In the current study, patients treated with surgical resection had significantly higher OS compared to patients that were not surgical candidates. Similarly, patients presenting with metastatic disease at the time of diagnosis had worse OS. It is possible that patients that present with metastatic disease have a more aggressive tumor biology compared to those that present as surgical candidates. Further investigation is needed to better answer this question.

In the current study, tumor response and <25% tumor burden presented longer OS. Tumor response has been associated with better OS in other cancers including HCC and breast cancer [25,26]. In a recent study by Ocal et al., the association between OS and OR was explored [26]. Ocal et al. concluded that OR, according to mRECIST, in patients with HCC treated with sorafenib is independent predictor for OS.

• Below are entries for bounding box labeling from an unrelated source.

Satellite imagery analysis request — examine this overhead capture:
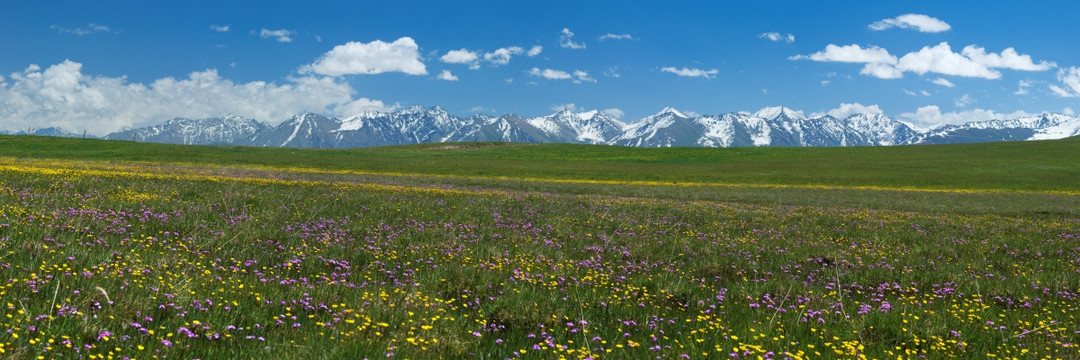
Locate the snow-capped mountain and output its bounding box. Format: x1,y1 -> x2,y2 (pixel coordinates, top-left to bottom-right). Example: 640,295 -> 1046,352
105,115 -> 271,145
916,114 -> 1080,144
10,106 -> 1080,148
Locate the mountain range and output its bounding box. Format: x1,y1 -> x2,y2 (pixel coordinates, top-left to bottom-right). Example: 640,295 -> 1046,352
4,106 -> 1080,148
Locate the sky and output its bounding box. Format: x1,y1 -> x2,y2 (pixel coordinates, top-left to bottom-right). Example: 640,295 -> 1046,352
0,0 -> 1080,135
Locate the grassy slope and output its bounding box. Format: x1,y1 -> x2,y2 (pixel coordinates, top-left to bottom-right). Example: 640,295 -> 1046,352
0,136 -> 1080,191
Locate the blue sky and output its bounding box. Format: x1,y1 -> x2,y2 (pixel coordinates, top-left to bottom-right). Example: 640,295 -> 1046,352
0,1 -> 1080,133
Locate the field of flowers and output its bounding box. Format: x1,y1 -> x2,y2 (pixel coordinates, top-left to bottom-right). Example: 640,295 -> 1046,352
0,158 -> 1080,359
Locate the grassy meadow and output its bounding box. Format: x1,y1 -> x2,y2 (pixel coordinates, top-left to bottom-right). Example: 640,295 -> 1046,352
0,136 -> 1080,359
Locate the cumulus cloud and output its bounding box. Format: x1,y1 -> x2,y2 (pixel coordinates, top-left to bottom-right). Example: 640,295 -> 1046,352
930,78 -> 956,88
660,66 -> 719,79
953,94 -> 977,107
299,37 -> 428,76
788,44 -> 896,64
825,103 -> 885,119
525,45 -> 543,57
600,107 -> 625,119
573,70 -> 596,83
49,23 -> 112,37
1050,67 -> 1080,97
259,28 -> 296,42
529,67 -> 573,80
484,46 -> 525,65
961,45 -> 1057,71
900,105 -> 1036,130
600,32 -> 634,41
896,42 -> 1001,79
867,14 -> 953,32
558,27 -> 585,50
436,70 -> 458,81
438,48 -> 480,70
788,42 -> 1057,79
0,61 -> 395,135
757,31 -> 795,43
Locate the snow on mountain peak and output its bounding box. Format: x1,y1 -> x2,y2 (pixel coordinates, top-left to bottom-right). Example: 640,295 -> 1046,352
657,106 -> 690,119
578,110 -> 600,120
754,106 -> 806,120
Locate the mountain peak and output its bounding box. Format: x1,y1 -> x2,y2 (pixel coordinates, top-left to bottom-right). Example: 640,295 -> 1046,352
657,106 -> 690,118
754,106 -> 806,120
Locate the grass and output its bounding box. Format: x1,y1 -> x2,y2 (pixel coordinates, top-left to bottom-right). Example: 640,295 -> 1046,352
0,137 -> 1080,359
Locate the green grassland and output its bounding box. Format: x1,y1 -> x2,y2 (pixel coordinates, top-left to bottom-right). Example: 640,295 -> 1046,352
0,136 -> 1080,359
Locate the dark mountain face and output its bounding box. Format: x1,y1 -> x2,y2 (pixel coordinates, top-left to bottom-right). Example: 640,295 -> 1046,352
84,106 -> 1080,148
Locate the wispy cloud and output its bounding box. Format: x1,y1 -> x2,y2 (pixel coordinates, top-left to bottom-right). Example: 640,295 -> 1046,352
660,66 -> 720,79
259,28 -> 296,42
867,14 -> 953,32
596,32 -> 634,41
558,27 -> 585,50
0,61 -> 394,135
435,70 -> 458,81
788,42 -> 1057,79
49,23 -> 114,37
930,78 -> 956,88
757,31 -> 795,43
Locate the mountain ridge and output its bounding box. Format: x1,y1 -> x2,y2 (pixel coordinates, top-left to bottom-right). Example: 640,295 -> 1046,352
4,106 -> 1080,148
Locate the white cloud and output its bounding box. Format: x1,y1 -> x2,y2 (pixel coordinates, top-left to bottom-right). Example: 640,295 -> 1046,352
436,70 -> 458,81
259,28 -> 296,42
788,44 -> 896,65
900,105 -> 1036,129
529,67 -> 572,80
300,37 -> 428,76
49,23 -> 112,37
953,94 -> 978,107
332,97 -> 401,118
1013,80 -> 1035,95
803,42 -> 1056,79
859,63 -> 904,79
484,46 -> 525,65
1050,67 -> 1080,97
600,31 -> 634,41
0,61 -> 393,135
757,31 -> 795,43
961,45 -> 1057,71
600,107 -> 625,119
930,78 -> 956,88
438,48 -> 480,64
438,48 -> 480,70
896,42 -> 1001,79
573,70 -> 596,83
825,103 -> 885,119
867,14 -> 953,32
660,66 -> 719,79
558,27 -> 585,50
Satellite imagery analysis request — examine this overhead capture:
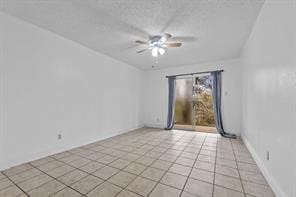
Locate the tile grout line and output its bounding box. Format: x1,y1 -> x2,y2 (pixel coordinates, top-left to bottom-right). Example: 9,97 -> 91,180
147,135 -> 198,196
29,164 -> 86,196
112,135 -> 184,196
230,139 -> 247,197
2,170 -> 29,196
179,135 -> 208,197
2,129 -> 270,196
82,130 -> 183,196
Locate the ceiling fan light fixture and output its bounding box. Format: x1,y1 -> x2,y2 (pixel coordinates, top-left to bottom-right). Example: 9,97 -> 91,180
151,47 -> 158,57
158,48 -> 165,55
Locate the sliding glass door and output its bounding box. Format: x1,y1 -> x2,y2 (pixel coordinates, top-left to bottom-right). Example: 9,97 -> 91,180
174,75 -> 216,133
175,78 -> 194,130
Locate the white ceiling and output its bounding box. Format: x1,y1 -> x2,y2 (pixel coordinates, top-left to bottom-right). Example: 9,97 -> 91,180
0,0 -> 264,69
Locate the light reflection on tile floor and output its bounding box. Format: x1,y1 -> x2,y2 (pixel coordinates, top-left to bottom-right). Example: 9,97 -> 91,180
0,128 -> 274,197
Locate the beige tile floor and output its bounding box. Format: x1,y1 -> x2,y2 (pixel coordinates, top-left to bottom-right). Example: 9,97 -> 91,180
0,128 -> 274,197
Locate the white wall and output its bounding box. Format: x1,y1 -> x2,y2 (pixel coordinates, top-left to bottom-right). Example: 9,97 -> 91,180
242,0 -> 296,197
143,60 -> 242,134
0,13 -> 143,169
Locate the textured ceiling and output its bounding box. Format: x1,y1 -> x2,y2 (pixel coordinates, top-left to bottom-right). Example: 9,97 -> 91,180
0,0 -> 264,69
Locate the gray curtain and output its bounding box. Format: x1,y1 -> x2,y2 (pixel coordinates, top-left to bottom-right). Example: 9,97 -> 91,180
211,71 -> 236,138
166,77 -> 176,130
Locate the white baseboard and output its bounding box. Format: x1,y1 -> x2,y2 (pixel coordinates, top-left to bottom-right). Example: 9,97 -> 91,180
241,134 -> 287,197
0,125 -> 143,171
144,124 -> 165,129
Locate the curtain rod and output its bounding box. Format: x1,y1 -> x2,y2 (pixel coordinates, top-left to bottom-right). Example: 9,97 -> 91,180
166,70 -> 224,78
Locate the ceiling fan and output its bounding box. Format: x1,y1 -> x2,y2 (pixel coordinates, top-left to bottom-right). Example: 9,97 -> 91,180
136,33 -> 182,57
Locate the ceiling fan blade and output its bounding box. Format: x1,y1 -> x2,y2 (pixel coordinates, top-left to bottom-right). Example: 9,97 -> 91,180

The current study has several limitations inherent to its retrospective design. The small sample size (n = 34) does not allow for extensive statistical analysis and might result in skewing of the data. In addition, this study lacks a control group to appropriately compare the efficacy and safety of HAE.

5. Conclusions

In conclusion, the findings suggest that HAE is a well-tolerated option for treating IHC, providing 13 months OS. Factors associated with better OS include tumor burden <25%, increased tumor vascularity in target lesion on preprocedure imaging, and surgical resection prior to embolization. Evidence of vascular invasion, metastatic disease at the time of diagnosis, and tumors larger than 10 cm are associated with shorter OS. Larger numbers are needed to verify these data. Given the absence of a control group in this study, some uncertainty regarding the efficacy of HAE as a treatment for IHC exists. Therefore, it is imperative that further studies involving controlled studies be conducted to validate whether HAE indeed constitutes an effective treatment modality.